Macarons have truly travelled across the globe. References have been found to macaron-like cooking techniques in 7th Century Middle Eastern culture. After all, one of the key macaron ingredients, almonds, originates from that part of the world. The current iteration of macarons however, can be traced to 8th Century Italy. The sweet treat was first recorded to have been produced in Venetian monasteries.

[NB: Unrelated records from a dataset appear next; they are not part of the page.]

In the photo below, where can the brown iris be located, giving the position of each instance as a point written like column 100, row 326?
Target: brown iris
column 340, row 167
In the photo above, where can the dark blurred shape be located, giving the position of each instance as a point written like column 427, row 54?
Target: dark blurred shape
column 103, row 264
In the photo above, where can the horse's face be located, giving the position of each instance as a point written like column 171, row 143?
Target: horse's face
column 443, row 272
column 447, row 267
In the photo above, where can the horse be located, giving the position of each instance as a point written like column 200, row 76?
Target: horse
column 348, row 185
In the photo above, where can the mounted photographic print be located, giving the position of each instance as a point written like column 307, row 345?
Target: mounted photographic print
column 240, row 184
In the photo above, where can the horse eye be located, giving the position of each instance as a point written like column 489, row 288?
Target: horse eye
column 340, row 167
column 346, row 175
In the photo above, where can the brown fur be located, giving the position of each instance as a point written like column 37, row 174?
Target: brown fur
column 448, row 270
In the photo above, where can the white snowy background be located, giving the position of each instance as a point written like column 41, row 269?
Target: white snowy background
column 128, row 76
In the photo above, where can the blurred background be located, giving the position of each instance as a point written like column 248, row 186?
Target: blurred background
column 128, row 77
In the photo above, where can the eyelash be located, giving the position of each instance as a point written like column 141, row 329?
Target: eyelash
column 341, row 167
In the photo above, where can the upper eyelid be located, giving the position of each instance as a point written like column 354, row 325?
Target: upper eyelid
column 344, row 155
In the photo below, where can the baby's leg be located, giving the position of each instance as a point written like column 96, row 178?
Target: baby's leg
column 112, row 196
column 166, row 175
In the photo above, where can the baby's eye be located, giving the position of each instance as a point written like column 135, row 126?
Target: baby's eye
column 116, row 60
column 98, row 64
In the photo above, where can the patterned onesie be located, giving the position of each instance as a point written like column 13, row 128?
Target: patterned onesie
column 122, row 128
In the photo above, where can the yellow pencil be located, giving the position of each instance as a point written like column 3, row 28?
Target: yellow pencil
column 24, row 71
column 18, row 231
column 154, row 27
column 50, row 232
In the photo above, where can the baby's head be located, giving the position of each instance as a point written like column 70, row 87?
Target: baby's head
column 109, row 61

Macarons, as we currently know them (with a smooth ganache filling sandwiched between two meringue based shells, were invented in France. Parisian confectioners created the ‘Macaron Parisien’ during the 1830s. It was later made popular by companies such as Ladurée – a company formed in 1862 that still operates till this day. The Pastry Chef Pierre Herme known as the ‘Picasso of Pastry’ was the first to create flavoured macarons in the 1980s. He made the then ground breaking pistachio, rose and vanilla macarons.
How Did Macarons Rise In Popularity?
The first instance of macaron-related fame occurred in 1792. La Soeurs Macarons, or the Macaron Sisters, gained popularity by selling meringue shells to cover their rent. Both sisters, Sister Marguerite and Marie-Elisabeth, were nuns seeking asylum in Nancy, France. They named their product the ‘Nancy Macaron’ – a sweet that was solely made of the macaron shell, with no ganache filling.
More recently, macarons have gained popularity through national holidays. ‘Macaron Day’ was introduced in 2005 in Paris, as a way for local macaron patisseries to celebrate the sweet treat and fundraise for charities.
How Popular Are Macarons Today?
The inclusion of varying dietary requirements in macaroon bakery has caused a market boom. Many dessert business operators either offer or are interested in offering desserts with ‘free-from’ labels. The inclusion of vegan and dairy-free produce, by example, has opened up the world of macaroons to an entirely new consumer base.
It also doesn’t hurt that stylish blockbuster films, like Baz Luhrmann’s The Great Gatsby and Sofia Coppola’s Marie Antoinette, have had macarons feature as scrumptious set pieces. We’ve even had our very own macarons featured in Made in Chelsea.
Of course, macarons are most popular in France. Between the four Ladurée shops in Paris alone, approximately 4.3 macarons are sold per year. The UK market is steadily growing however, and with high-quality produce coming from companies such as Miss Macaroon, more and more people are falling in love with the meringue-based sweet treat.